A stepwise approach to the use of medications for inflammatory bowel disease may be taken. With this approach, the most benign (least harmful) drugs or drugs taken for a short period of time are used first. If they fail to provide relief, drugs from that are less benign are used.

  • The amino salicylates work on the lining of the intestine and are step I drugs under this scheme. Antibiotics are a step IA; they are particularly used in persons with Crohn's disease who have perianal disease or an inflammatory mass.
  • Corticosteroids constitute step II drugs to be used if the step I drugs fail to provide adequate control of the IBD. They tend to provide rapid relief of symptoms as well as a significant decrease in inflammation.
  • The immune modifying agents are step III drugs to be used if corticosteroids fail or are required for prolonged periods. These agents are not used in acute flare-ups because the time from initiation of treatment to the onset of significant action may be as long as 2 to 3 months. Examples of immune modifying agents are azathioprine (Azasan, Imuran) and 6 mercaptopurine (Purinethol).
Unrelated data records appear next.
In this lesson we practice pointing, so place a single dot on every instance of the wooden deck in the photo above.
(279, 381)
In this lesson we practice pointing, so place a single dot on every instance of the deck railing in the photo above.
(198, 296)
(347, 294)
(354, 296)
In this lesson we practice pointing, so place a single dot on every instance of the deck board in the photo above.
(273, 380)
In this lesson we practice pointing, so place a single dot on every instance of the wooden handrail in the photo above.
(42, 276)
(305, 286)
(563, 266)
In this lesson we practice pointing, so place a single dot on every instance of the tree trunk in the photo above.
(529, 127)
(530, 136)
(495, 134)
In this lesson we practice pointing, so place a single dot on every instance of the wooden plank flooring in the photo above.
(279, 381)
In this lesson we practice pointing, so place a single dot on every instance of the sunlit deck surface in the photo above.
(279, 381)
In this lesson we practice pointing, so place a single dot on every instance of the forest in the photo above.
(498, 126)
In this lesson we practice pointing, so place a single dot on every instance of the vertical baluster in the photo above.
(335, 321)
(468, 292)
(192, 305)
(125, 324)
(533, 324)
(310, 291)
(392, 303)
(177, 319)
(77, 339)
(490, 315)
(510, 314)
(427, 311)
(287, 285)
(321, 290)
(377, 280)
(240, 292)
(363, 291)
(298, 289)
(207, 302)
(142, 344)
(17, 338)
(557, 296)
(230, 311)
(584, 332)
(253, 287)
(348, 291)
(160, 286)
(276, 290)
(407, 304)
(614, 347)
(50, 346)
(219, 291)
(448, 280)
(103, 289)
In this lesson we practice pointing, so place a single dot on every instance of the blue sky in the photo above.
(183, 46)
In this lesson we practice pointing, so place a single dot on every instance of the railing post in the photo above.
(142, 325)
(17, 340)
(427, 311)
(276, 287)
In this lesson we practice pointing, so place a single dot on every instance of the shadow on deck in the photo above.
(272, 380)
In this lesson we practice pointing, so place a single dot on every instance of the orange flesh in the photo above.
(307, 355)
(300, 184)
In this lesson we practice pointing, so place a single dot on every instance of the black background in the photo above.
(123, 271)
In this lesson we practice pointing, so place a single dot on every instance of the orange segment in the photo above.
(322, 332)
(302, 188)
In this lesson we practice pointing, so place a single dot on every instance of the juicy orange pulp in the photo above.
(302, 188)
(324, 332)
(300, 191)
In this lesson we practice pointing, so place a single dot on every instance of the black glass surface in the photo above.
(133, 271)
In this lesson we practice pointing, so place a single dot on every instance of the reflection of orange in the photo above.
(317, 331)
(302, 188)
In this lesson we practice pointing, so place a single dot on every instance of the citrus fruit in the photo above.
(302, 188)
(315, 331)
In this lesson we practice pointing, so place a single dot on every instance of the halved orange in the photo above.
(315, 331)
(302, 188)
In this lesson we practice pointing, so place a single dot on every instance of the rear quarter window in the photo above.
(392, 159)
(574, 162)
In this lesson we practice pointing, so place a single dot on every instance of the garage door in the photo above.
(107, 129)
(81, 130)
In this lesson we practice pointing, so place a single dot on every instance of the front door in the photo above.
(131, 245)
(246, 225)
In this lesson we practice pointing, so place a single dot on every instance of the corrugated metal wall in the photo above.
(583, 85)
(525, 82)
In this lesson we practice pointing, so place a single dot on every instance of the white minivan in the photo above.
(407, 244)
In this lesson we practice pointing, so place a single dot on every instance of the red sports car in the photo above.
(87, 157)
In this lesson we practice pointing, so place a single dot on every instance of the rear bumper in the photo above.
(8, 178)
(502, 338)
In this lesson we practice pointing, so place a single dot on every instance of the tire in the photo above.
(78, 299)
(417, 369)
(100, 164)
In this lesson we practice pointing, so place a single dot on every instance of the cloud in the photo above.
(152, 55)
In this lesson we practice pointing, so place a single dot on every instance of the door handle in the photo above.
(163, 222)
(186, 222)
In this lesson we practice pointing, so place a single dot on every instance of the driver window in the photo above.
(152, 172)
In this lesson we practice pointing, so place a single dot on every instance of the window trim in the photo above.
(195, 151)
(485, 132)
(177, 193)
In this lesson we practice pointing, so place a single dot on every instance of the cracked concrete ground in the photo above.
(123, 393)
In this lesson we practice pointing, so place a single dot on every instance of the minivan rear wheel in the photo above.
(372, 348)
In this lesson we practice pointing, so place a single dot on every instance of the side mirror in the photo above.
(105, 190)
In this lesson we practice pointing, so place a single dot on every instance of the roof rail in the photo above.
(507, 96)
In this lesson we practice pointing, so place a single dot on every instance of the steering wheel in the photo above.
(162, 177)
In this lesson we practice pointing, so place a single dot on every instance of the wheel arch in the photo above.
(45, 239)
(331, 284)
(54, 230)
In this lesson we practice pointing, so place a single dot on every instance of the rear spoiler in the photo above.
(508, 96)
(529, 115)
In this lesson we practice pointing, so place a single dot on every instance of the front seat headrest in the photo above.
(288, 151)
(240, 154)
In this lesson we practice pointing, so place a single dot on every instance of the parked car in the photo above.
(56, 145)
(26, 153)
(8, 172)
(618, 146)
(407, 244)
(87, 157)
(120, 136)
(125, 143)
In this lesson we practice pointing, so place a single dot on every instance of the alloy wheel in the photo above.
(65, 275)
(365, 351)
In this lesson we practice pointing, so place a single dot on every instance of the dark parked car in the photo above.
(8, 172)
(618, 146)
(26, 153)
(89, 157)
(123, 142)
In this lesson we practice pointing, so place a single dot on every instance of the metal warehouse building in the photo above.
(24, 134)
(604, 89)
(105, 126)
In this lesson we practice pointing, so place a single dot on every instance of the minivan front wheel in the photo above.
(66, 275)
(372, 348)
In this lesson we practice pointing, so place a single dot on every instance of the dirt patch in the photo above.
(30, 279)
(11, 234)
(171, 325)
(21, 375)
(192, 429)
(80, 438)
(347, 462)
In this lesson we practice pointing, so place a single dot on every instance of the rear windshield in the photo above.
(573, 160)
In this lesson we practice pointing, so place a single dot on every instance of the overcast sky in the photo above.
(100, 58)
  • Biologic agents are anti TNF agents are a step IIIA drug to be used in persons with Crohn's disease. The biologic agents which are now approved by the FDA for treatment of Crohn's disease are infliximab (Remicade), adalimumab (Humira), certolizumab (Cimzia)
  • The experimental agents are step IV drugs to be used only after failure of the previous steps and only by health care professionals familiar with their use.

Note that drugs from all steps may be used additively; in general, the goal is to wean off the corticosteroids as soon as possible to prevent long-term side effects. There may be different opinions regarding the use of certain agents in this stepwise approach.